该函数使用若干个worker来扫描并处理当前在投递中以及等待重新投递的消息。worker的个数由配置和当前Channel数量共同决定。

func (n *NSQD) queueScanLoop() {
   workCh := make(chan *Channel, n.getOpts().QueueScanSelectionCount)
   responseCh := make(chan bool, n.getOpts().QueueScanSelectionCount)
   closeCh := make(chan int)
 
   workTicker := time.NewTicker(n.getOpts().QueueScanInterval)
   refreshTicker := time.NewTicker(n.getOpts().QueueScanRefreshInterval)
 
   channels := n.channels()
   n.resizePool(len(channels), workCh, responseCh, closeCh)
 
   for {
      select {
      case <-workTicker.C:
         if len(channels) == 0 {
            continue
         }
      case <-refreshTicker.C:
         channels = n.channels()
         n.resizePool(len(channels), workCh, responseCh, closeCh)
         continue
      case <-n.exitChan:
         goto exit
      }
 
      num := n.getOpts().QueueScanSelectionCount
      if num > len(channels) {
         num = len(channels)
      }
 
   loop:
      for _, i := range util.UniqRands(num, len(channels)) {
         workCh <- channels[i]
      }
 
      numDirty := 0
      for i := 0; i < num; i++ {
         if <-responseCh {
            numDirty++
         }
      }
 
      if float64(numDirty)/float64(num) > n.getOpts().QueueScanDirtyPercent {
         goto loop
      }
   }
 
exit:
   n.logf(LOG_INFO, "QUEUESCAN: closing")
   close(closeCh)
   workTicker.Stop()
   refreshTicker.Stop()
}

首先，初始化3个gochannel：workCh、responseCh、closeCh，分别控制worker的输入、输出和销毁。

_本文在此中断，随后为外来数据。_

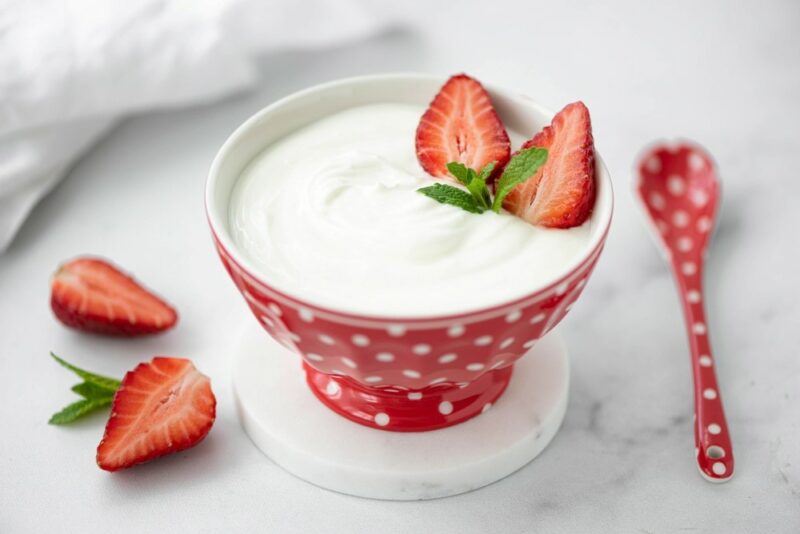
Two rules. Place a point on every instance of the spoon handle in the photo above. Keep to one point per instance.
(712, 439)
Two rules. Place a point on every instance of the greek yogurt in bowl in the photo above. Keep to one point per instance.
(331, 212)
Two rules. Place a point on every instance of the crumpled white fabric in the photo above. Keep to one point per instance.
(69, 69)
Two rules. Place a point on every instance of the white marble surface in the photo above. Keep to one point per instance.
(722, 73)
(400, 466)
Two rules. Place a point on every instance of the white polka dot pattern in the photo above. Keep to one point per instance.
(679, 190)
(462, 362)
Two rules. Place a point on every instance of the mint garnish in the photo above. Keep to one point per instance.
(447, 194)
(477, 198)
(97, 392)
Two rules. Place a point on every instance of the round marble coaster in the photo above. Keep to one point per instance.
(291, 426)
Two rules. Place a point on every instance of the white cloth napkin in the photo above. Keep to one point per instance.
(70, 68)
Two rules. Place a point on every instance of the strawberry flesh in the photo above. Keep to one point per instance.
(561, 193)
(92, 295)
(461, 125)
(161, 407)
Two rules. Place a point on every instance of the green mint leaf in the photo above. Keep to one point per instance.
(477, 187)
(486, 172)
(519, 169)
(90, 391)
(104, 382)
(447, 194)
(78, 409)
(460, 171)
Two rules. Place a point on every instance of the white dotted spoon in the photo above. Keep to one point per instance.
(680, 192)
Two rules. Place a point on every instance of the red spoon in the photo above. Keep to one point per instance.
(679, 190)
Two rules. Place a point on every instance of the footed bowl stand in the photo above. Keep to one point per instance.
(289, 424)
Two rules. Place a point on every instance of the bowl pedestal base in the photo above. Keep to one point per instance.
(291, 426)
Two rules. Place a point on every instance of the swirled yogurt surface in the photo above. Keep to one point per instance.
(331, 215)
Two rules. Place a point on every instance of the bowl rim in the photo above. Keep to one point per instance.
(218, 221)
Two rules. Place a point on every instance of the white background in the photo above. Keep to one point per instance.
(724, 73)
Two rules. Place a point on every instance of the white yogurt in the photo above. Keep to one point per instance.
(331, 214)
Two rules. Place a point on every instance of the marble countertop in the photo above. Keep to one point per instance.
(722, 74)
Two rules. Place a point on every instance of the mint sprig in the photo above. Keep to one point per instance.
(477, 198)
(97, 392)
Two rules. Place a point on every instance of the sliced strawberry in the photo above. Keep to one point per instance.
(161, 407)
(561, 193)
(92, 295)
(461, 125)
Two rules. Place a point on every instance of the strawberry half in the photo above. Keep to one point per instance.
(561, 193)
(92, 295)
(161, 407)
(461, 125)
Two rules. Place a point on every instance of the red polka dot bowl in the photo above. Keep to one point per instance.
(396, 373)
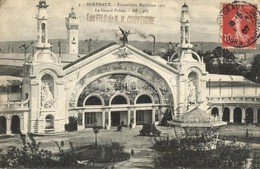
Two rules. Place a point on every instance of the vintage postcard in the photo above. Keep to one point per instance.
(129, 84)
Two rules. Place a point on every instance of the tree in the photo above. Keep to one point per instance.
(254, 74)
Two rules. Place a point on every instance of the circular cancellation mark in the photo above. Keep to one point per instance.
(240, 25)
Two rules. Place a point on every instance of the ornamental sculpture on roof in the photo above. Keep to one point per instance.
(125, 35)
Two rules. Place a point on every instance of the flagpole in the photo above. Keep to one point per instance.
(231, 86)
(209, 86)
(244, 86)
(220, 87)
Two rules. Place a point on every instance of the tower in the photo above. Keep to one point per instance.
(42, 84)
(72, 25)
(185, 27)
(192, 74)
(42, 26)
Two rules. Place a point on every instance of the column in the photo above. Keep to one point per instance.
(134, 114)
(103, 119)
(255, 115)
(220, 112)
(83, 119)
(8, 126)
(153, 114)
(22, 123)
(231, 115)
(128, 116)
(109, 119)
(243, 115)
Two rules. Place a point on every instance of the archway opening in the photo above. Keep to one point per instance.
(119, 100)
(226, 115)
(143, 117)
(49, 122)
(93, 100)
(2, 125)
(249, 115)
(143, 99)
(214, 112)
(237, 115)
(258, 116)
(15, 124)
(47, 91)
(192, 88)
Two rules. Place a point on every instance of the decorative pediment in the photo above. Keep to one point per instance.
(122, 52)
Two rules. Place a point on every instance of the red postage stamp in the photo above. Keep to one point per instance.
(239, 25)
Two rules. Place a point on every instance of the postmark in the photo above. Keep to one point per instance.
(239, 25)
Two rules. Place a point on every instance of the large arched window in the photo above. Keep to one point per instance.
(237, 115)
(258, 115)
(226, 115)
(214, 112)
(3, 125)
(249, 115)
(47, 91)
(119, 100)
(15, 124)
(192, 88)
(93, 100)
(49, 122)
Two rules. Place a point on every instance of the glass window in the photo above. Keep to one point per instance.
(49, 122)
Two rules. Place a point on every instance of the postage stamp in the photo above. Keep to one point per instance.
(239, 25)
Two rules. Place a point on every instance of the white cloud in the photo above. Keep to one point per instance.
(17, 23)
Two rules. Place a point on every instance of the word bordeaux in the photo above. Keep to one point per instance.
(120, 19)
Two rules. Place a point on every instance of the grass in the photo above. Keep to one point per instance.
(11, 70)
(130, 138)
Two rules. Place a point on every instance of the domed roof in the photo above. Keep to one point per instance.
(185, 5)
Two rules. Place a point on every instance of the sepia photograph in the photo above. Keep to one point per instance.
(110, 84)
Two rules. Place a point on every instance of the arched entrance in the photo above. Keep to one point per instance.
(15, 124)
(258, 116)
(49, 122)
(118, 92)
(237, 115)
(119, 117)
(226, 115)
(2, 125)
(144, 116)
(93, 116)
(249, 115)
(214, 112)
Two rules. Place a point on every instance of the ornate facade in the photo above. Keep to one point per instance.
(119, 84)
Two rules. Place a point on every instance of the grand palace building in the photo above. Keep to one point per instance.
(116, 84)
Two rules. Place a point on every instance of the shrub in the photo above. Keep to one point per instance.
(66, 158)
(197, 152)
(104, 153)
(28, 156)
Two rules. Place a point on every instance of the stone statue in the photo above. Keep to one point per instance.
(125, 34)
(46, 96)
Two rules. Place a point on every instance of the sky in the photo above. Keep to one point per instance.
(17, 21)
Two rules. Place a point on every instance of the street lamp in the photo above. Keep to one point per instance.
(96, 131)
(89, 46)
(59, 45)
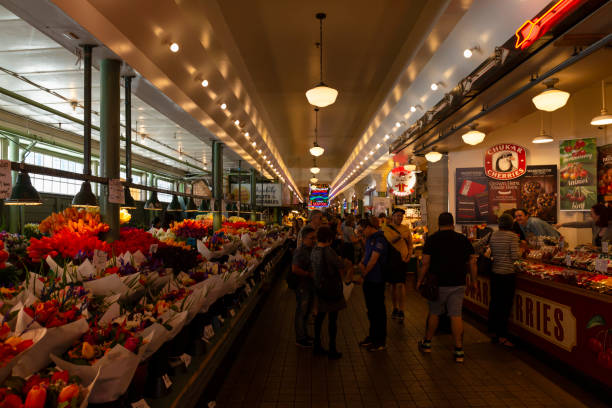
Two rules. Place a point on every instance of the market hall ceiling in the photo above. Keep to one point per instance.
(259, 58)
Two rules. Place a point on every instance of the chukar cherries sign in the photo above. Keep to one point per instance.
(505, 161)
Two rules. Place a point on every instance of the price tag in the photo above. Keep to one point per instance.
(167, 381)
(140, 404)
(99, 259)
(115, 192)
(6, 181)
(209, 332)
(186, 359)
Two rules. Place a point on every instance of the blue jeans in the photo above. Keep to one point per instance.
(304, 298)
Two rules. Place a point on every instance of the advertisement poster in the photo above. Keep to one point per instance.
(578, 172)
(472, 196)
(604, 172)
(480, 199)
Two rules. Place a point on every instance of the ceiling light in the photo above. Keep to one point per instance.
(433, 156)
(603, 119)
(551, 99)
(321, 95)
(473, 137)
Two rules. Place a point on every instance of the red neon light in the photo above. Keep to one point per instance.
(531, 30)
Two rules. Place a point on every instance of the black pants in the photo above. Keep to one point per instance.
(374, 294)
(502, 296)
(332, 328)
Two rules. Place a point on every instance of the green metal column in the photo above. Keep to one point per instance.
(253, 194)
(217, 184)
(109, 139)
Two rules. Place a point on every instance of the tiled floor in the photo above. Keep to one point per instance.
(270, 371)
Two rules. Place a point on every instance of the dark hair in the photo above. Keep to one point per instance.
(445, 219)
(306, 231)
(325, 234)
(604, 215)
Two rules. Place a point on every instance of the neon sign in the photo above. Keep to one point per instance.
(533, 29)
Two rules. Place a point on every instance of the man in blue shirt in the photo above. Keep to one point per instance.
(534, 225)
(374, 285)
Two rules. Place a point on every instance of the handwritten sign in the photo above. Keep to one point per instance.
(115, 192)
(6, 182)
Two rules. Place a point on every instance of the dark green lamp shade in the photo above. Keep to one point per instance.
(128, 201)
(23, 192)
(85, 197)
(174, 205)
(204, 206)
(191, 207)
(153, 204)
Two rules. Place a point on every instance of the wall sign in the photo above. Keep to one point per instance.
(505, 161)
(401, 181)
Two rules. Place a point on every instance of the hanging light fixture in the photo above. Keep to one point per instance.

两个定时器 workTicker refreshTicker

然后获取当前的Channel集合，并且调用resizePool函数来启动指定数量的worker。

最后进入扫描的循环。在循环中，等待两个定时器，workTicker和refreshTicker，定时时间分别由由配置中的QueueScanInterval和QueueScanRefreshInterval决定。

这种由等待定时器触发的循环避免了函数持续的执行影响性能，而Golang的特性使得这种机制在写法上非常简洁。

workTicker定时器触发扫描流程。
nsqd采用了Redis的probabilistic expiration算法来进行扫描。
首先从所有Channel中随机选取部分Channel，投到workerChan中，并且等待反馈结果，结果有两种，dirty和非dirty，channel中有数据就认为是dirty，如果dirty的比例超过配置中设定的QueueScanDirtyPercent，那么不进入休眠，继续扫描，如果比例较低，则重新等待定时器触发下一轮扫描。
这种机制可以在保证处理延时较低的情况下减少对CPU资源的浪费。
refreshTicker定时器触发更新Channel列表流程。
这个流程比较简单，先获取一次Channel列表，
再调用resizePool重新分配worker。

resizePool的实现

func (n *NSQD) resizePool(num int, workCh chan *Channel, responseCh chan bool, closeCh chan int) {
   idealPoolSize := int(float64(num) * 0.25)
   if idealPoolSize < 1 {
      idealPoolSize = 1
   } else if idealPoolSize > n.getOpts().QueueScanWorkerPoolMax {
      idealPoolSize = n.getOpts().QueueScanWorkerPoolMax
   }
   for {
      if idealPoolSize == n.poolSize {
         break
      } else if idealPoolSize < n.poolSize {
         // contract
         closeCh <- 1
         n.poolSize--
      } else {
         // expand
         n.waitGroup.Wrap(func() {
            n.queueScanWorker(workCh, responseCh, closeCh)
         })
         n.poolSize++
      }
   }
}
func (n *NSQD) queueScanWorker(workCh chan *Channel, responseCh chan bool, closeCh chan int) {
   for {
      select {
      case c := <-workCh:
         now := time.Now().UnixNano()
         dirty := false
         if c.processInFlightQueue(now) {
            dirty = true
         }
         if c.processDeferredQueue(now) {
            dirty = true
         }
         responseCh <- dirty
      case <-closeCh:
         return
      }
   }
}

当需要的worker数量超过之前分配的数量时，通过向closeCh投递消息使多余的worker销毁，如果需要的数量比之前的多，则通过queueScanWorker创建新的worker。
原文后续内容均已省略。